Positive Control - Plus
read 1:  170018546
read 2:  170018546
orphan:  19394415

This is great news. It looks like I still have >100 million paired-end reads and >10 million orphaned reads are left per sample after subsampling. I’ll post some rarefaction curves when I get them.

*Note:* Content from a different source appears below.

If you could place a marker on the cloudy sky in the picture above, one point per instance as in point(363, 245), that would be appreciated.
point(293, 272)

The awk commands I found are not working properly, so I wrote this python script to subsample both the interleaved pair-end and single-end reads. Make sure you install argparse before trying to use it though!

#!/usr/bin/env python
'''USAGE: subsample_fasta.py file.fasta --size n --total n' --pair y/n
Randomly subsamples a fasta file to the given size, handles both single and paired-end read data
'''

# It's important to know the correct number of sequences per file for this script to run properly,
# please run seq_stats.py prior to running subsample_fasta.py

import sys
import random
import argparse


parser = argparse.ArgumentParser(description='Subsample reads from a fasta file.')
parser.add_argument('newfile')
parser.add_argument('--size', default=0, help='Number of sequences to subsample (# of pairs for paired-end)')
parser.add_argument('--total', default=0, help='Total number of sequences in the fasta file')
parser.add_argument('--pair', default='n', help='Indicates if the file is interleaved, pired-end reads')
args = parser.parse_args()

if int(args.size) == 0 or int(args.total) == 0:
	print('ERROR: File or subsample value are of size 0')
	sys.exit()


# Check if the subsample is that same or larger than the total sequence count, and then
# generates a random list of positions to pick from fasta file
print 'Creating subsampling distribution...'

if args.pair == 'n':
	sample_list = range(1, int(args.total) + 1)
	if int(args.size) >= int(args.total):
		sample_list = set(sample_list)
		print 'Subsample size is greater than or equal to the total number of sequences.  Using all sequences.'
	else:
		sample_list = set(sorted(random.sample(sample_list, int(args.size) + 1)))
elif args.pair == 'y':
	sample_list = range(1, int(args.total) + 1, 2)
	if int(args.size) >= int(args.total):
		sample_list = set(sample_list)
		print 'Subsample size is greater than or equal to the total number of sequences.  Using all sequences.'
	else:
		sample_list_forward = sorted(random.sample(sample_list, int(args.size) + 1))
		sample_list_reverse = []
		for index in sample_list_forward: sample_list_reverse.append(index + 1)
		sample_list = set(sorted(sample_list_forward + sample_list_reverse))
elif args.pair not in ['y', 'n']:
	print('ERROR: Invalid input file type')
	sys.exit()


# Name and open output file
outfile_str = str(args.newfile).rstrip('fasta') + 'pick.fasta' 
outfile = open(outfile_str, 'w')

# Create logfile of subsampling
logfile_str = str(args.newfile).rstrip('fasta') + 'pick.log' 
logfile = open(logfile_str, 'w')

# Label the input as pe or se
if args.pair == 'y':
	file_type = 'Paired-end'
else:
	file_type = 'Single-end'

log_str = '''Input file name: {infile}
Input file type:  {type}
Output file name: {outfile}
Total sequences: {total}
Subsample size: {size}
'''.format(infile=str(args.newfile), type=file_type, outfile=outfile_str, total=str(args.total), size=str(int(args.size)))
logfile.write(log_str)
logfile.close()

# Open and begin looping through fasta file and picking sequences
print 'Writing subsampled fasta file...'
with open(args.newfile, 'r') as infile:

	outfile = open(outfile_str, 'w')

	seq_count = 0
	include = 0
	iteration = 0
	pair_include = 0

	for line in infile:
	
		line = line.strip()
	
		if line[0] == '>':
			
			include = 0
			seq_count += 1
			iteration += 1
			
			if iteration == 10000:
				iteration = 0
				progress_str = str(seq_count) + ' of ' + str(args.total)
				print(progress_str)

			if seq_count in sample_list:
				sample_list.discard(seq_count)
				outfile.write(line)
				outfile.write('\n')
				include = 1
				continue
				
		elif line[0] != '>' and include == 1: 
			outfile.write(line)
			outfile.write('\n')
			continue
				
	
outfile.close()			
print 'Done.'

I streamlined the process as much as possible by making it only necessary to loop through the large fastas a single time. It also prints a logfile so you can remember what the heck you did in a month.

After all of the filtering and tweaking the subsampling algorithm, the jobs are finally running. As soon as they finish, I’ll map the residual reads to the C. difficile 630 genome and get some useable data.